I disagree. Although the arguments above are all sound, I think the effect of just a lower cost (eventually) green is not going to cause an avalanche of changes in the show market. I think this has been going on for some time and the real "nose under the tent" was the introduction of higher power diode lasers and the ability to side step the heavy, power hungry and delicate (and beautiful) ion lasers. I have built, now approaching, many projectors and when you add up all the costs, a 5W/$2,000 DPSS vs a 5W/$800 diode stack (fantasy for now, but eventually), there is not really a significant difference. What might happen is that companies that have charged a healthy sum for components such as scanners and software such as Pangolin may have to reduce their pricing as they become the cost limiting factor in a projector build.

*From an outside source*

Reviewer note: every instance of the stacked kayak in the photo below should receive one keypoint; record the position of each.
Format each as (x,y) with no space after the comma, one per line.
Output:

The manufacturers that have had control over the access to green such as Laserwave will have to evolve their market or die. I am working (right now, even today) with Bridge and Eric on this. But, that is free enterprise and this may push them to produce alternatives that they had no need to develop as long as they had the annuity with DPSS. I think that is good.
Andy,
I have a VERY CLEAR memory of the search for the correction optics for the Mitsu diodes. There is no magic here. It is straight forward geometrical optics. You were one of the first that actually tested and ran the diodes with a good combination of collimation and expansion optics. Well done! You frustrated many of us by not reveling the prescription that you were using that led you to your good results despite numerous requests. This caused many of us to have to reproduce your work independently without the benefit of your experience. It was like saying "I heard this fantastic joke, but...well I can't tell you" All I am asking (and that is why the sarcasm) is that you keep us informed so that others can benefit from your results and contribute even more themselves.